I think the biggest general lesson I've learned is that healing take time, it doesn't happen in a straight line, and it doesn't happen all at once. I just have to keep trying, keeping talking, keep working on the things my therapist suggests, keep letting myself feel my feelings, keep giving myself grace. Eventually all the things get uncovered, named and processed. But sometimes I don't know what I don't know until it's labeled, explained, gets a chord unceremoniously struck. There have been multiple times with different things where I've brought up things in a session that were just normal for me or I felt kind of petty for holding onto in my mind, but walked away from feeling heavier realizing my mind hung onto those things because they were not okay and it explains some other stuff.
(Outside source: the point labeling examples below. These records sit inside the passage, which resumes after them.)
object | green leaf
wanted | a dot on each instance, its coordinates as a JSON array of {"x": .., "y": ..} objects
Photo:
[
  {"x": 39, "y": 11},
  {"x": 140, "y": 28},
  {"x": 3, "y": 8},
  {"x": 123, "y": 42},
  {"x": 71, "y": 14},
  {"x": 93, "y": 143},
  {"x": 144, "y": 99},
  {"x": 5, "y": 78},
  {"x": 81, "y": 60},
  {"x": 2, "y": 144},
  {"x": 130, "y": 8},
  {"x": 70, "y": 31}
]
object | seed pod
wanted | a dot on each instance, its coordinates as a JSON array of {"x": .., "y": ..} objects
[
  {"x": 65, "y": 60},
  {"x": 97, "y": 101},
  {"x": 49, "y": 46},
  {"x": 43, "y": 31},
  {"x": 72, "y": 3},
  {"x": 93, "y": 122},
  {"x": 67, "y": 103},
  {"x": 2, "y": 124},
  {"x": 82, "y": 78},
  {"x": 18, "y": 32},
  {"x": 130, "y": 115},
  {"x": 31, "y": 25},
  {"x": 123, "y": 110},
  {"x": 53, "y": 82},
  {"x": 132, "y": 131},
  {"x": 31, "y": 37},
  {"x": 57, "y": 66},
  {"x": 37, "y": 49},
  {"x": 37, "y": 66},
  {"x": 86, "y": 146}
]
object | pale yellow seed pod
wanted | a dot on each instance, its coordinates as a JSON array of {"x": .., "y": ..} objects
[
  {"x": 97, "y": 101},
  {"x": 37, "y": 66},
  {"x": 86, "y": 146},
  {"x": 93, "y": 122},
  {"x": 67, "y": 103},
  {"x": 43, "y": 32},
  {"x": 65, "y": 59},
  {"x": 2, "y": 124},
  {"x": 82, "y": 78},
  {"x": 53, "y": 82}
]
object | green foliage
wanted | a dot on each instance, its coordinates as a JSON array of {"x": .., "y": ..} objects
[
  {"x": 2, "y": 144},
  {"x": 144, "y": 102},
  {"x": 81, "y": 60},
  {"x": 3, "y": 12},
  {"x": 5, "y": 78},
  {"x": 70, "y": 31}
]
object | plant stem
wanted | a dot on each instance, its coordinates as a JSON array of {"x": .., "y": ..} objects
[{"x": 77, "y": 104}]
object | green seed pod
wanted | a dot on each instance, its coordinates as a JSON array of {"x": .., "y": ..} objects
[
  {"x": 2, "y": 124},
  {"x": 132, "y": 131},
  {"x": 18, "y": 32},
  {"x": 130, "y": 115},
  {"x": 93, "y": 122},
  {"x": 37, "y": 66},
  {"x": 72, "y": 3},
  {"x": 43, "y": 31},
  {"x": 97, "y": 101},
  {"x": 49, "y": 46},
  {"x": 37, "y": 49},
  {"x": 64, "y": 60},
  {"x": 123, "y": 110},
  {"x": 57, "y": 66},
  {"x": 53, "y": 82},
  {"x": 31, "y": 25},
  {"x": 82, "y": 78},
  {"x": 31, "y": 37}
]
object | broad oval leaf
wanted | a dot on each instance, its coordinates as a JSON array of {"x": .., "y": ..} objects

So as hard as it is, and as much as I worry it's taking too damn long, I will let myself heal however it takes because I know I am doing the work, however hard and messy it is. I don't want hurt to hold me back, and I definitely don't want to reenact my hurt onto others, so here I am, taking the hard road. But you know what? It's so much easier to face it and heal than to live hiding from it; people just can't always see that until they've started to climb that big ole scary Healing Mountain.